Actually, it's at least four books in one. It begins as a concise history of the technology of sound reproduction. I've read many books on technological and industrial history -- some good, some worthless -- and this is one of the best for detailed information on Thomas Edison's only invention, the phonograph, as well as subsequent developments in sound reproduction. This early chapter is fascinating, because as awful as Edison's primitive machines sound to us today, they fooled audiences into thinking that the music was coming from a live soprano instead of from the big horn atop a wax cylinder that was actually making the noise.

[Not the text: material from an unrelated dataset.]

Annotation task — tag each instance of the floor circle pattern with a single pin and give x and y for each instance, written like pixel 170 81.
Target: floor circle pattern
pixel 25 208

As opposed to sound reproduction, the book also provides a brief history of music synthesis, at least where it relates to sound reproduction (i.e., sampling). This part is not as thorough as it picks up the story long after such pioneers as Raymond Scott and Robert Moog did their original work creating new analog sounds, but it also relates synthesizers to the curious and overlooked fact that, at least in pop music, people have come to prefer artificial sounds to authentic reproduction. For examples, how popular would the late Les Paul or the late Pink Floyd have been if their records had only presented accurate reproductions of them performing live?

"Perfecting Sound Forever" veers off on a tangent when it devotes a chapter to a biography of folk singer Lead Belly and the men who first recorded him, but this story is so well told that we don't mind the departure from the main topic.